2. Given any closed set C, does there exist a function f such
that {x: O(f,x) = oo} = C?
3. (a) If the answer to #2 is "YES", can you still do this if
f is required to be a measurable function? (b) What if f is
required to be a Baire two function? (c) What if f is required
to be a Baire one function?
[[ "f is Baire one" means that f is a pointwise limit of
continuous functions. "f is Baire two" means that f is
a pointwise limit of Baire one functions. ]]
Let f be a function and E be a nonempty set. Define O(f,E) to be
the oscillation of f on E. Thus, O(f,E) is the vertical width
of the graph of y = f(x) restricted to E, with the understanding
that this width might not be achieved (i.e. a least upper bound
is involved). Note that
O(f,b) = inf { O(f,E): E is an open interval containing b}.
This allows us to consider various refinements of oscillation
at a point, and hence more extreme discontinuity notions.
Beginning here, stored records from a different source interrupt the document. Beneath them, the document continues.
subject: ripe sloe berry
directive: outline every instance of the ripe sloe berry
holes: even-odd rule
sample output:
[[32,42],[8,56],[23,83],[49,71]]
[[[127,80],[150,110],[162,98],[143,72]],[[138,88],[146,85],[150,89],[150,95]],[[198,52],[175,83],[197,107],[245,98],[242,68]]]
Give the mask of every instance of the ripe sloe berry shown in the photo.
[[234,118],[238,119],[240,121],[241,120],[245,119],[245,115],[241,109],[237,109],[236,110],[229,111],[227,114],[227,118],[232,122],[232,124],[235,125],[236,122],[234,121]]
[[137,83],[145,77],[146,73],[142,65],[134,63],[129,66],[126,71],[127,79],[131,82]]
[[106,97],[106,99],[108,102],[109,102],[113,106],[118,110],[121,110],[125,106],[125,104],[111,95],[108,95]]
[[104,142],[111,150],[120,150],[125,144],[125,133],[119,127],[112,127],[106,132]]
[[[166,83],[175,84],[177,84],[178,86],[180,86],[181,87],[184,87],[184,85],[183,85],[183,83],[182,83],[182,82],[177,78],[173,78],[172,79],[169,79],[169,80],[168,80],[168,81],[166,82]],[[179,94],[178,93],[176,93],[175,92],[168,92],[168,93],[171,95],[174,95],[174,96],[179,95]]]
O+(f,b) = inf { O(f,E): E is a closed interval with left endpoint b}
O-(f,b) = inf { O(f,E): E is a closed interval with right endpoint b}
Op(f,b) = inf { O(f,E): E is a perfect set containing b}
Om(f,b) = inf { O(f,E): E is a positive measure set containing b}
As expected, we have O(f,b) = max{ O+(f,b), O-(f,b) }.
[[ This isn't completely trivial since I used open
intervals to define O(f,b) and closed intervals
to define the unilateral versions. ]]
4. Does there exist a function f such that
{x: O+(f,b) not equal to O-(f,b) } is uncountable?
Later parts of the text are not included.